Four years ago, Ainsworth and Netzeband, together with singer Adrian Rosas, founded Arts on Site, a multidisciplinary arts center on St. Marks Place (in the same building that housed the once bustling, now permanently shuttered school Yoga to the People). Largely advertised through word-of-mouth, the space became home to frequent performance parties, during which audience members would crowd into one of the three studios, drinks in hand, around a small clearing for performers. (Since March, the parties have been held online twice a month.)

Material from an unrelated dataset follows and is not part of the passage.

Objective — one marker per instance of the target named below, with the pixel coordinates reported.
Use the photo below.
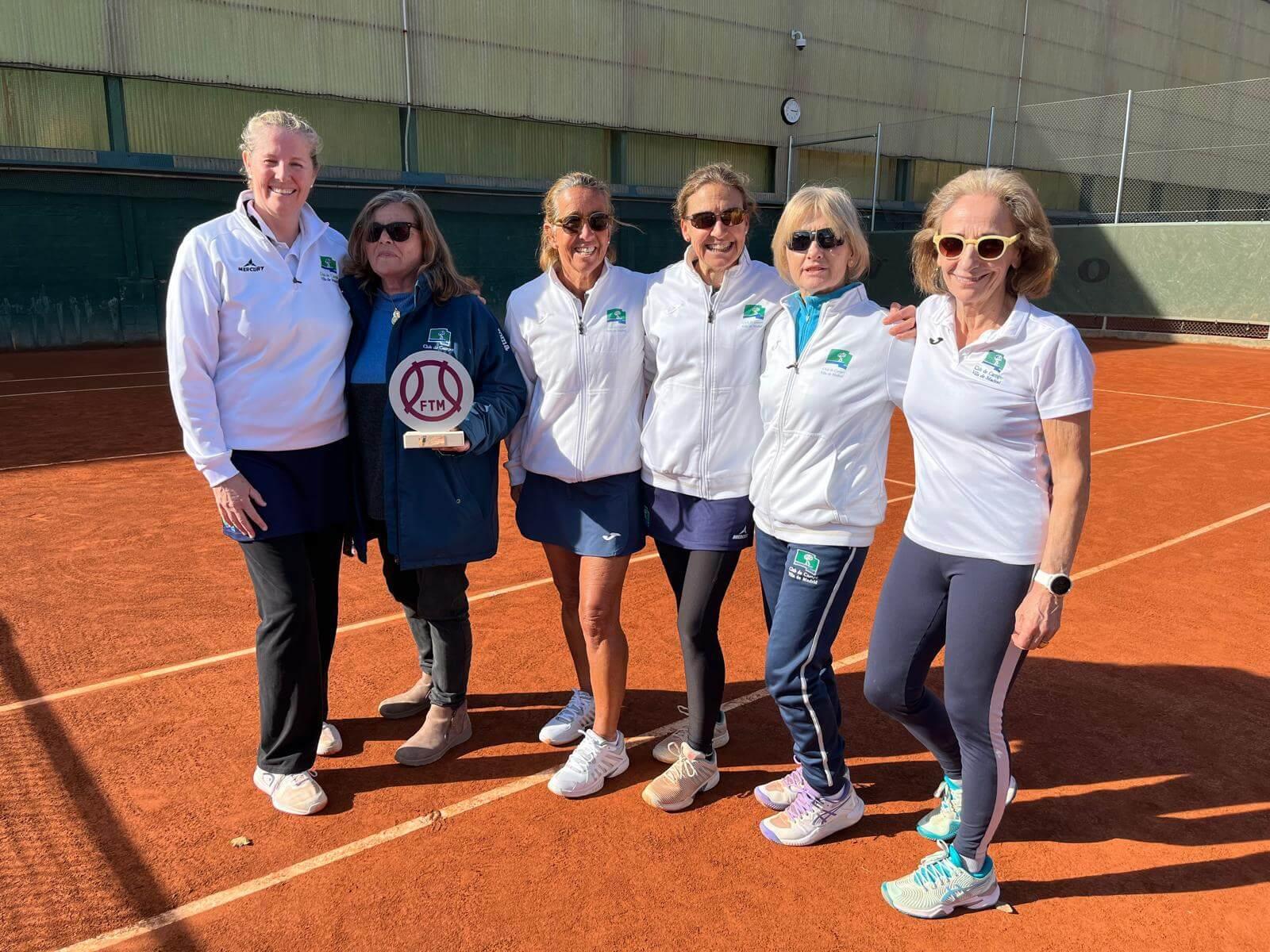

When the coronavirus pandemic brought in-person performance to a halt in New York, Ainsworth and Netzeband, who live in the Arts on Site building, migrated upstate, where they run a more rural arts residency and retreat center near New Paltz. While quarantining there with a group of artists, Ainsworth, a Juilliard School graduate, created a dance film with her friend and collaborator Jessica Smith. But she felt eager to get back in front of a live audience.

“I’m not trained to show my work on a screen, to reach through the screen,” she said. “I’m trained to perform on a stage.”




In looking for ways to safely present live dance, Ainsworth and Netzeband requested rooftop access from their landlord, thinking he would say no. “Normally it’s like, ‘Don’t ever go on the roof,’ ” Ainsworth said. But to her surprise, he agreed to their proposal for an outdoor performance series, provided they took certain precautions. They now have performances scheduled through September — a mix of music and dance — and permission to use the roof through November.

For the inaugural dance shows, Ainsworth chose the Bang Group, a percussive ensemble led by David Parker (with whom she has danced since 2010), and Dual Rivet, her collaborative duo with Smith. Parker, 61, whose troupe appeared Friday in a serendipitous break between rain showers, hadn’t performed since January 2019 because of a knee replacement surgery, a hiatus that was supposed to have ended in April. He returned with a version of Merce Cunningham’s “50 Looks,” a collection of poses, mostly for the upper body, to which he added an undercurrent of tapping feet.

While the process of learning and adapting this solo kept him engaged through the isolation of spring and early summer, creating group dances remotely was more challenging.

“I realized I don’t like to make decisions in some sort of abstract mental space,” he said in an interview after the show, reflecting on “Sparkle Again,” a new piece he presented. “I like to be working things out with the dancers.” In tap shoes, point shoes and bare feet, the work’s cast of six follows a score by Pauline Kim Harris, written for shoes as rhythmic instruments. To create it, Parker met with the dancers in pairs, bringing the full group together for only two rehearsals.

While Dual Rivet, on Sunday, offered works full of daring physical contact — Smith and Ainsworth have been living together for five months, making them comfortable throwing, catching and climbing all over each other — the members of Bang Group didn’t touch. In their first moments onstage, several masked dancers stood silently in a circle and raised their arms, fingertips nearly meeting but not quite, an apt metaphor for the evening’s reconvening.